Pétrole: l'Arabie a assoupli sa position pour favoriser l'accord d'Alger
Chef de file de l'OPEP, Ryad s'opposait depuis deux ans à une réduction de la production, invoquant la défense de ses parts de marché dans un environnement concurrentiel.
Mais lors d'une réunion informelle de l'Organisation des pays exportateurs de pétrole (OPEP) mercredi à Alger, l'Arabie saoudite a accepté, pour parvenir à un accord, que l'Iran, son grand rival, ainsi que le Nigeria et la Libye, deux pays frappés par des violences, soient exemptés d'une telle mesure.

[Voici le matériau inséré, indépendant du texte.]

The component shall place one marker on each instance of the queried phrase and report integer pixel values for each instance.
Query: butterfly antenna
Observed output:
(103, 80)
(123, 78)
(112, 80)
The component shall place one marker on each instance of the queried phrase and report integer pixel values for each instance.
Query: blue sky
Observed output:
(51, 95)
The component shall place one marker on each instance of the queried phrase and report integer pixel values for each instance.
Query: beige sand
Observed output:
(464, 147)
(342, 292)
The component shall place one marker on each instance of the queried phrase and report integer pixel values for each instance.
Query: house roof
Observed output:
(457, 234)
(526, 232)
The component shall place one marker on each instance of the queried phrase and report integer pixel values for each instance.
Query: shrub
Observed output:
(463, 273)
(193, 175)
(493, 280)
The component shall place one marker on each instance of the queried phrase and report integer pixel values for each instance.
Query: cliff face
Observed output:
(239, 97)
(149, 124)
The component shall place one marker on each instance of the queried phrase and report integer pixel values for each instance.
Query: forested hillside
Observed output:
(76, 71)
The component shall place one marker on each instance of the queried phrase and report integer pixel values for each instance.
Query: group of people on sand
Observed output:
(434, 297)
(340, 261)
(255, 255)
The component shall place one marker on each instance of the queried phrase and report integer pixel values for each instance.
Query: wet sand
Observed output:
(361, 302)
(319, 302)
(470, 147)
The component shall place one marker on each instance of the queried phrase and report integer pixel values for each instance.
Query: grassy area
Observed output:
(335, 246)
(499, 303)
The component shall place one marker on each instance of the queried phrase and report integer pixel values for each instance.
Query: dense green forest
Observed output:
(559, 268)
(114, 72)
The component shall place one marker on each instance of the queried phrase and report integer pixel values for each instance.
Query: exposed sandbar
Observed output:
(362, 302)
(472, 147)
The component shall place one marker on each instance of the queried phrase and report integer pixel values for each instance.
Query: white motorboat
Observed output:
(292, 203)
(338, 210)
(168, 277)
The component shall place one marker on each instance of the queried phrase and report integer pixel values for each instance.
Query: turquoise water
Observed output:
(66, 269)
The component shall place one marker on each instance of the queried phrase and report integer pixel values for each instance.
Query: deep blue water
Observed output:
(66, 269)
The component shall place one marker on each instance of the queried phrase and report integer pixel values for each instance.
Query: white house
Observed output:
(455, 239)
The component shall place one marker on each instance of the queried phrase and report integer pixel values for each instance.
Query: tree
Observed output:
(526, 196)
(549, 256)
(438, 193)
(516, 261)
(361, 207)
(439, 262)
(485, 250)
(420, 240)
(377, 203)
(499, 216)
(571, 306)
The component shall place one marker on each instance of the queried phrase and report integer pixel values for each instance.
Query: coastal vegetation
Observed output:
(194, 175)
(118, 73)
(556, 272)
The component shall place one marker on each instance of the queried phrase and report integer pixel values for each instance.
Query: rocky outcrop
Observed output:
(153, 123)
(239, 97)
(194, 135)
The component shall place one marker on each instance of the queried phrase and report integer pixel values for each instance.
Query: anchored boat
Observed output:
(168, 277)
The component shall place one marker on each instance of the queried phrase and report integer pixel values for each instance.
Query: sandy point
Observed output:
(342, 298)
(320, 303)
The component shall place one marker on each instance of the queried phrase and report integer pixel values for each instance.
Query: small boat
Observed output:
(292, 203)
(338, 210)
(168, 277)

Mais des analystes relèvent que le royaume est de loin bien mieux placé que les autres pays producteurs pour résister à l'effondrement des cours du brut, grâce à ses énormes réserves en devises et à une dette limitée.
Il n'y a pas de changement majeur dans la stratégie pétrolière saoudienne, a ainsi déclaré Spencer Welch, consultant de ISH Energy.
L'Arabie saoudite n'a pas été obligée de changer de politique, a-t-il ajouté, rappelant à l'AFP que Ryad s'était dit prêt à un accord si d'autres membres du cartel s'impliquaient.
Après six heures de réunion et des semaines de tractations, l'OPEP a décidé mercredi de ramener sa production à un niveau de 32,5 à 33 millions de barils par jour (mb/j), contre 33,47 mb/j en août, selon le chiffre de l'Agence internationale de l'Energie (AIE).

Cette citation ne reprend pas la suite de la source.